So Many Questions, So Little Time

Stephen Lyssy
4 min readJul 18, 2022
Photo 112607934 © EtienneOutram | Dreamstime.com

Austin Coding Academy Describe one thing you’re learning in class today.

Stephen Lyssy One of the things we reviewed today was accessing data in objects. This is critical because most data fetched from databases via their APIs is returned to us as JSONs. JSONs or JavaScript Object Notation can be quite complex. In general, they are JavaScript objects that contain “keys” and “value” pairs. The “values” themselves can be strings, numbers, arrays or even multiple levels of objects. To access this data, a developer must know how step through these data structures.

Austin Coding Academy What’s the difference between: function Person(){}, var person = Person(), and var person = new Person()?

Stephen Lyssy function Person() {} is a function declaration. This is one of the ways we can create functions in JavaScript.

With var person = Person() we are creating a “person” variable and we are assigning the value of whatever is returned by the Person () function.

var person = new Person() is a function constructor. When we use the keyword “new” we are instantiating a new object of the Person class constructor. This creates a new Person object.

Austin Coding Academy What’s the difference between an “attribute” and a “property”?

Stephen Lyssy One key difference between attributes and properties is that attributes are defined by HTML and properties are accessed from the DOM. When writing HTML you can define the attributes, and once the browser parses that HTML, DOM nodes will be created. Those nodes are objects and contain properties.

These differences are subtle, but important. The easiest way to understand this is by looking at an HTML input.

In the above example, “id”, “type” and “value” are all attributes that are assigned when the HTML was written. Their properties are reflections of those attributes. The differences become important when we try to access their values.

For example, if a user were to provide “Kevin” as an input in this input container. If were to access this attribute by writing element.getAttribute(“value”) we will get “Name:” since that is was the attribute that was initially assigned; however, if we were to write element.value, we’d get “Kevin”. This is because the value property reflects the current text inside the input box where the value attribute refers to the attribute value assigned in the HTML code.

Austin Coding Academy What language constructions do you use for iterating over object properties and array items?

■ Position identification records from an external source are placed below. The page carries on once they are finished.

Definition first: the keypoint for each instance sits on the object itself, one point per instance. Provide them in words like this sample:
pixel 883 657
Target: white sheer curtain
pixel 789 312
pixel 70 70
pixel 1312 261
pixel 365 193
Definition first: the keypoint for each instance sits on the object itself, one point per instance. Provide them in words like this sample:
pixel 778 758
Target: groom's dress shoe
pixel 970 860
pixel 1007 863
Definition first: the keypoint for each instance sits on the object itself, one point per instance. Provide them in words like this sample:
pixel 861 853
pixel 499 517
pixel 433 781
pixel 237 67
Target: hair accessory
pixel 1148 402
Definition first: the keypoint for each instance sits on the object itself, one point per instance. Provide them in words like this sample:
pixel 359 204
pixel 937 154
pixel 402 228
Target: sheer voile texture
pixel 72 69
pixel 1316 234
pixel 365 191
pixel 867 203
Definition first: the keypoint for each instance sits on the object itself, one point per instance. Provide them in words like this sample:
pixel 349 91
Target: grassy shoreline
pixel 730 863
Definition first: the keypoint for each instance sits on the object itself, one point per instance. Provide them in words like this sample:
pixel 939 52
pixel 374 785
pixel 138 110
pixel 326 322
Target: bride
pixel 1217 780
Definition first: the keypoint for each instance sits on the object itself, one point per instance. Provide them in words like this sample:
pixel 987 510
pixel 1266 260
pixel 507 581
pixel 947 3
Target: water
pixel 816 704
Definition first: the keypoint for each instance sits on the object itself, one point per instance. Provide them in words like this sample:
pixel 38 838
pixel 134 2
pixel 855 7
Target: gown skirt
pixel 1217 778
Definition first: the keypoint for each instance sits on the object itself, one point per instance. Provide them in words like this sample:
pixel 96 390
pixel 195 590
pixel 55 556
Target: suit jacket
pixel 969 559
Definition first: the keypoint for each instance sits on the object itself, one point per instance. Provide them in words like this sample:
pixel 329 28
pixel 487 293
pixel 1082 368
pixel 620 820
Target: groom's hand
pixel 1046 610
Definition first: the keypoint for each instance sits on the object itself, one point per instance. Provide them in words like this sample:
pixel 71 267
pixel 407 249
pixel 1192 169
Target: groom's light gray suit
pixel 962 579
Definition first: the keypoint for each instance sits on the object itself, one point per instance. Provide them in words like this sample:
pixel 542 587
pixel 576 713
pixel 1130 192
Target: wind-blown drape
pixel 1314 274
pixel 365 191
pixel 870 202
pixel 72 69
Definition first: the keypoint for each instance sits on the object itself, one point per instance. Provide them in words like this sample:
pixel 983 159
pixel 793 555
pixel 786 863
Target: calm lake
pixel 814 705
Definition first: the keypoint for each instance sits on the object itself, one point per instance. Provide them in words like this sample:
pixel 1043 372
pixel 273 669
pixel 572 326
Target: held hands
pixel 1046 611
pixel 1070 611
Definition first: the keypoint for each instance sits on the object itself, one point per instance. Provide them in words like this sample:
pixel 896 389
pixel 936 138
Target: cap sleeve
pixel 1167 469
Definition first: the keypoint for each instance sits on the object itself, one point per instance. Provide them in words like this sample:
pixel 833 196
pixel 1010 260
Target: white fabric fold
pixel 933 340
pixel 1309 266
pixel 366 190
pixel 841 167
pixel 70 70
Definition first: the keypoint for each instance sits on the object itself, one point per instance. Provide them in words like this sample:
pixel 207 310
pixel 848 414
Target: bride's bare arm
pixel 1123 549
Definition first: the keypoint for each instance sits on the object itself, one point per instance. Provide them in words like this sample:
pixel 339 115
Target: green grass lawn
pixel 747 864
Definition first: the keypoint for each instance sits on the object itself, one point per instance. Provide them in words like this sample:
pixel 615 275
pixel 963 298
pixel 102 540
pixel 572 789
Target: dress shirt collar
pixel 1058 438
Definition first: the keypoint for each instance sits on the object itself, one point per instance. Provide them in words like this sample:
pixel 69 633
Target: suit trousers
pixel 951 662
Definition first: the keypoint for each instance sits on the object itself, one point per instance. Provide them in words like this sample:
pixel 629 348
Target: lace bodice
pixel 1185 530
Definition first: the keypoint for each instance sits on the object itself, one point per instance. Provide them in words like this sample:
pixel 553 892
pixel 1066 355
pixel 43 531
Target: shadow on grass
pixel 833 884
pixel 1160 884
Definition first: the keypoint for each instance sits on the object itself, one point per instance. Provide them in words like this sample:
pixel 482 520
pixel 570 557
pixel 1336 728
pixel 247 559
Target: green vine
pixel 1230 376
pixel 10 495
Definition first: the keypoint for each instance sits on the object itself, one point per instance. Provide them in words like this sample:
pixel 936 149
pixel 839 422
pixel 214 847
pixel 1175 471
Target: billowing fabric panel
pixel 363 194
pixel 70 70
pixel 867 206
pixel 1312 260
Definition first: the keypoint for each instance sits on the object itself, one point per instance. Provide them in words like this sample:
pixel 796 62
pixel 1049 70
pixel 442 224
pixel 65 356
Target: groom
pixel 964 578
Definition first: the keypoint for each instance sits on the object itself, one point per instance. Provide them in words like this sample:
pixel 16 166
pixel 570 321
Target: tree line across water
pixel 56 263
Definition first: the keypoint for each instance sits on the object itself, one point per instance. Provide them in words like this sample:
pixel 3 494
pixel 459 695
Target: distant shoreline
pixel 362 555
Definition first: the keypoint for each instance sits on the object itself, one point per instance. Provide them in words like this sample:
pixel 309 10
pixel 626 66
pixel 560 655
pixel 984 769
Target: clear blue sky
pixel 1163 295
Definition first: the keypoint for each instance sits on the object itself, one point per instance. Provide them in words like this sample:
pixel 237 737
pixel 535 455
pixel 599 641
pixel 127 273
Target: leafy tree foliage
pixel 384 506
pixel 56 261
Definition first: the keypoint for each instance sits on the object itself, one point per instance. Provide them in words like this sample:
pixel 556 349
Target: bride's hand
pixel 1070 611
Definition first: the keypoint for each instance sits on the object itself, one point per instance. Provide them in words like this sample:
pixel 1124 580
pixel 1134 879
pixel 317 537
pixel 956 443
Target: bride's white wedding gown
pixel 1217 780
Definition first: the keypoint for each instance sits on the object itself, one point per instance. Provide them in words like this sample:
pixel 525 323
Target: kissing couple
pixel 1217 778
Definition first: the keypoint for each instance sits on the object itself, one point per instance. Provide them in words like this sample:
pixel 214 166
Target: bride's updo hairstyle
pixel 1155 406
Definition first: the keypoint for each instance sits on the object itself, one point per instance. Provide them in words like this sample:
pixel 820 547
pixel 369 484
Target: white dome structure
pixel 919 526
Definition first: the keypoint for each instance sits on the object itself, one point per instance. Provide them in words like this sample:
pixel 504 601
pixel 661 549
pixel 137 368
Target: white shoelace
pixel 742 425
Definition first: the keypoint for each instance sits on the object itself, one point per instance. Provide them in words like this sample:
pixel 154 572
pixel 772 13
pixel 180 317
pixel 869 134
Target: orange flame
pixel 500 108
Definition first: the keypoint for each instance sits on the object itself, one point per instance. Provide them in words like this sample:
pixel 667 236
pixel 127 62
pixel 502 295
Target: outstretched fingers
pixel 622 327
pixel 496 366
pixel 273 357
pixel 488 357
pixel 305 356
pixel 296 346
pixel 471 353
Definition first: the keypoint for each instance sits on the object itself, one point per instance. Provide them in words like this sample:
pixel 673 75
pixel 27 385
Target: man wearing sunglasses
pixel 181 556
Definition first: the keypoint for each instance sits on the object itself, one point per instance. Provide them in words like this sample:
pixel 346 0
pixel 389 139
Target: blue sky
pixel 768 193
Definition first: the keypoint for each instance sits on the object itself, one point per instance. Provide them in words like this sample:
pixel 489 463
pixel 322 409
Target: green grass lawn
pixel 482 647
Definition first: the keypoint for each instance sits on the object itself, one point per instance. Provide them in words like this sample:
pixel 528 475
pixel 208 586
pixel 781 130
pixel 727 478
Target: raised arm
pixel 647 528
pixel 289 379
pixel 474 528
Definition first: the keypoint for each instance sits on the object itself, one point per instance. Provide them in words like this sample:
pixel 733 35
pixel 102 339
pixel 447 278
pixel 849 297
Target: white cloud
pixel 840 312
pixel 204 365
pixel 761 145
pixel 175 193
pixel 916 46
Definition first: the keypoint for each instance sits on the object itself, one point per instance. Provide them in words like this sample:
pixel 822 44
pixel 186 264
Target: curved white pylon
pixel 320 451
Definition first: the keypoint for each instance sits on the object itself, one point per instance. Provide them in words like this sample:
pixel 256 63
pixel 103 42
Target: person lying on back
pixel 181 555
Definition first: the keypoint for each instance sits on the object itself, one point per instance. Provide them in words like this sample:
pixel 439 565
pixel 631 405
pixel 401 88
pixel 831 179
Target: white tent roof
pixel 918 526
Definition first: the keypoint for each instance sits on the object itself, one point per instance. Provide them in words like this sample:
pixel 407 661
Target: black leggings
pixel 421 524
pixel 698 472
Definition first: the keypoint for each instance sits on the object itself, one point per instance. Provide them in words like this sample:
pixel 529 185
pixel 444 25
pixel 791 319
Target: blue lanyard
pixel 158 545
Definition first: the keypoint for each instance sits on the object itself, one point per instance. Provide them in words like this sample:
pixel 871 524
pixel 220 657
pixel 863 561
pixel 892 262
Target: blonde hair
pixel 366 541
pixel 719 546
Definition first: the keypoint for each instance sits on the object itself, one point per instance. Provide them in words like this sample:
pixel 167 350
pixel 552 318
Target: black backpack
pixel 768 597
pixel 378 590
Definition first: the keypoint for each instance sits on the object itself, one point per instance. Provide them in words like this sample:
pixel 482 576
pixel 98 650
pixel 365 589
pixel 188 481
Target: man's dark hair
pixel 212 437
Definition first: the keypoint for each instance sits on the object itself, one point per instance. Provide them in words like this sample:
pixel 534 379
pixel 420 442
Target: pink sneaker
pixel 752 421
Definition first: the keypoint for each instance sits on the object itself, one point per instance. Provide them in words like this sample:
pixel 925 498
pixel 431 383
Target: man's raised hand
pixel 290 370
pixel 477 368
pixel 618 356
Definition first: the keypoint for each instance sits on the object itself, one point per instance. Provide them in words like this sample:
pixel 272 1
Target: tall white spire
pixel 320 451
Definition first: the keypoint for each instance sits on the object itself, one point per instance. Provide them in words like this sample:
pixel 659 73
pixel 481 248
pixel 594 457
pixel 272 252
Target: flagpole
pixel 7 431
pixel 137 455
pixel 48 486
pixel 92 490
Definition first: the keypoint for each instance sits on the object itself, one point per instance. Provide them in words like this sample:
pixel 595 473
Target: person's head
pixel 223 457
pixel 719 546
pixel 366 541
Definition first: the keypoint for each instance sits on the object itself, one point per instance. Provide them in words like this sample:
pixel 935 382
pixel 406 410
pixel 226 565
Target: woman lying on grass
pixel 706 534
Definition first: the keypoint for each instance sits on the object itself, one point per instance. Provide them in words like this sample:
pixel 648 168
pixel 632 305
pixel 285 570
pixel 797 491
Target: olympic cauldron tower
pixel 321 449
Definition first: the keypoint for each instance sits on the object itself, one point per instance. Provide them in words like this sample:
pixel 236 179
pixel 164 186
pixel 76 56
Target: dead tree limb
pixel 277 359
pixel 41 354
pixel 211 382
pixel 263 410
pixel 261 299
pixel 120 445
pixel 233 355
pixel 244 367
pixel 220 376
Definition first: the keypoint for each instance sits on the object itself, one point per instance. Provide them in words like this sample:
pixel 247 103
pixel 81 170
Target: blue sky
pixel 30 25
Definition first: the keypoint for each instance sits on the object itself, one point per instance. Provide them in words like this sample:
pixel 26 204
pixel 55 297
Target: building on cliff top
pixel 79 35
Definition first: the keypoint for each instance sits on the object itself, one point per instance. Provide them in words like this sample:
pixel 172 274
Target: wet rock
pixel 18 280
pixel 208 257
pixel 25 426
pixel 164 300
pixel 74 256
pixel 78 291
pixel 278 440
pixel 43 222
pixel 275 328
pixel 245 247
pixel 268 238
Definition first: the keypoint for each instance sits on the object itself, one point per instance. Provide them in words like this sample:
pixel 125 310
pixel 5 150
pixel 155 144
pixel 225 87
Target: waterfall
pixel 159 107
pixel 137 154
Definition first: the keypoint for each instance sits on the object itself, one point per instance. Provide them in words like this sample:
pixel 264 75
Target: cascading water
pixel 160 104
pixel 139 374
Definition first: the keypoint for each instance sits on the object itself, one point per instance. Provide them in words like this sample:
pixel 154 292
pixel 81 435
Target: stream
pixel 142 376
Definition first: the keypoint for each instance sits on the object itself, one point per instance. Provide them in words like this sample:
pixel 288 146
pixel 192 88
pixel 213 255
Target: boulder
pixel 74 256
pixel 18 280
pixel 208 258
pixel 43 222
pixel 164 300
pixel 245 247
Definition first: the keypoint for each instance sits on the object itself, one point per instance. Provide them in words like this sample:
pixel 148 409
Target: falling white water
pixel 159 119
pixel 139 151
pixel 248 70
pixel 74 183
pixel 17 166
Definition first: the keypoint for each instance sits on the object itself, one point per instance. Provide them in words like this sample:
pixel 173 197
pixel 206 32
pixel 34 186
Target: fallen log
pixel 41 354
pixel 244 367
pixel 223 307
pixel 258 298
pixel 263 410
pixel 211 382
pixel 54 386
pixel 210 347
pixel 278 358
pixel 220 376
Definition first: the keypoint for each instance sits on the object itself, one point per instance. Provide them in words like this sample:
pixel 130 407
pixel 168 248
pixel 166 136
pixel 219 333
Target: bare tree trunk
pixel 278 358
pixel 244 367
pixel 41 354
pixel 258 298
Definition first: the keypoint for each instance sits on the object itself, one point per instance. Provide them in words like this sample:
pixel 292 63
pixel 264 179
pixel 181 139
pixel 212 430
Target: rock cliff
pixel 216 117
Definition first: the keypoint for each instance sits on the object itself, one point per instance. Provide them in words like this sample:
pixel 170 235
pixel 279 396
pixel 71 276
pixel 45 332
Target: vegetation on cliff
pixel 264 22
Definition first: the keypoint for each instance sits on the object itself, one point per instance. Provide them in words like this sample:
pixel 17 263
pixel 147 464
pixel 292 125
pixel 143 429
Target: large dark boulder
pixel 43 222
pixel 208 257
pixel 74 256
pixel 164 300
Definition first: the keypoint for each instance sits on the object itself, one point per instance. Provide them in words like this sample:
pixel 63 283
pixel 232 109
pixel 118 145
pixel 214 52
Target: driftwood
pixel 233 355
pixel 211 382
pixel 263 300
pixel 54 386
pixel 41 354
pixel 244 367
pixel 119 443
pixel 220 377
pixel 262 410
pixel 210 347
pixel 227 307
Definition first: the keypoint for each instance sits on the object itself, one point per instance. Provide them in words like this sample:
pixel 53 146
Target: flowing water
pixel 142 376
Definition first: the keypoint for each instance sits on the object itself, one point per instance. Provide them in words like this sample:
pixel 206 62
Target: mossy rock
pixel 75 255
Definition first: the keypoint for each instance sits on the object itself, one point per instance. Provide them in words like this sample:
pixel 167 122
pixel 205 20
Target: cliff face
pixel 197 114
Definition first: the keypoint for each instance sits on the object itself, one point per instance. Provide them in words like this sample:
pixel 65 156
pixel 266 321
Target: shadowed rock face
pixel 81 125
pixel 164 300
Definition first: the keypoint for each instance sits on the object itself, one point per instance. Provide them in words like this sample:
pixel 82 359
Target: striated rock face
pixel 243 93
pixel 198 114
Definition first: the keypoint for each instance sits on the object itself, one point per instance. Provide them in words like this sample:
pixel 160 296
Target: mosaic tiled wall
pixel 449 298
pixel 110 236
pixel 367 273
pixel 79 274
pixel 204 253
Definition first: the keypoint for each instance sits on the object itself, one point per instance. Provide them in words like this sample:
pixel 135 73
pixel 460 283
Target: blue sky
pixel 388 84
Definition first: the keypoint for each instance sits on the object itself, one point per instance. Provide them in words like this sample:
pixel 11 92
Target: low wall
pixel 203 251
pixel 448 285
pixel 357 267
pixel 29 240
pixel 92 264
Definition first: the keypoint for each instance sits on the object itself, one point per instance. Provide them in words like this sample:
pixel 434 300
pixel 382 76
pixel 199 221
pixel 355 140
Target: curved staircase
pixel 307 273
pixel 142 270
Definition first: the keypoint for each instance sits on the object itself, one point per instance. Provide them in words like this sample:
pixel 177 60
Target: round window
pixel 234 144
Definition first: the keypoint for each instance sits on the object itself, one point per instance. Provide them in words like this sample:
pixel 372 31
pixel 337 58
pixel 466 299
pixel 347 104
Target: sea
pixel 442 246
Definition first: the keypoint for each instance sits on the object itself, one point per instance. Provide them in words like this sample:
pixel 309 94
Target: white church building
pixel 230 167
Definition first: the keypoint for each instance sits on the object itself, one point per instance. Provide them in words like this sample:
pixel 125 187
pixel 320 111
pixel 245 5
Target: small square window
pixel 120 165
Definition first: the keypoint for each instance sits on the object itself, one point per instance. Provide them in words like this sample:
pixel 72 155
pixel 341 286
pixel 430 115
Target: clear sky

Stephen Lyssy To loop over objects we can use Object.keys to return an array of all the keys in an object. We can use that in combination with a “for of” loop. This will allow us to loop over all of the object keys and we can use the keys to access their values.

I typically stick to using array methods for looping over arrays. These include forEach(), map(), filter(), reduce(), flat() and flatMap(). Which one I use depends on what I’m trying to do with the data in the array. For example, if I want to return an array, I’d use the map() method.

Austin Coding Academy What is the event loop?

Stephen Lyssy The event loop is how JavaScript processes operations. In reality, JavaScript executes all operations on a single thread, but because JavaScript is asynchronous, this gives the illusion of multi-thread processing. The event loop is constantly looking between the call stack and the event queue. If the call stack is empty, the event loop passes it new functions from the even queue otherwise the whatever is in the call stack is processed.

Austin Coding Academy What is the difference between call stack and task queue?

Stephen Lyssy I am assuming by task queue, you are referring to the event queue? The call stack is where operations are executed from from top to bottom. The event queue send new functions to the stack for processing. The interaction between the event queue and the call stack is what make JavaScript asynchronous.

Austin Coding Academy What are the differences between ES6 classes and ES5 function constructors?

Stephen Lyssy Both ES6 classes and ES5 function constructors are use to create new objects in JavaScript OOP paradigm. ES6 syntax is more similar to object creation in other object oriented programming languages. One major difference between the two is that you don’t use the “class” keyword with ES5. Instead, with ES5 we use functions to create “class-like” functionalities. Another big difference is that ES6 classes extend all the properties of the base class, where with ES5 you need add the “prototype” keyword every time you want to a new property to the object.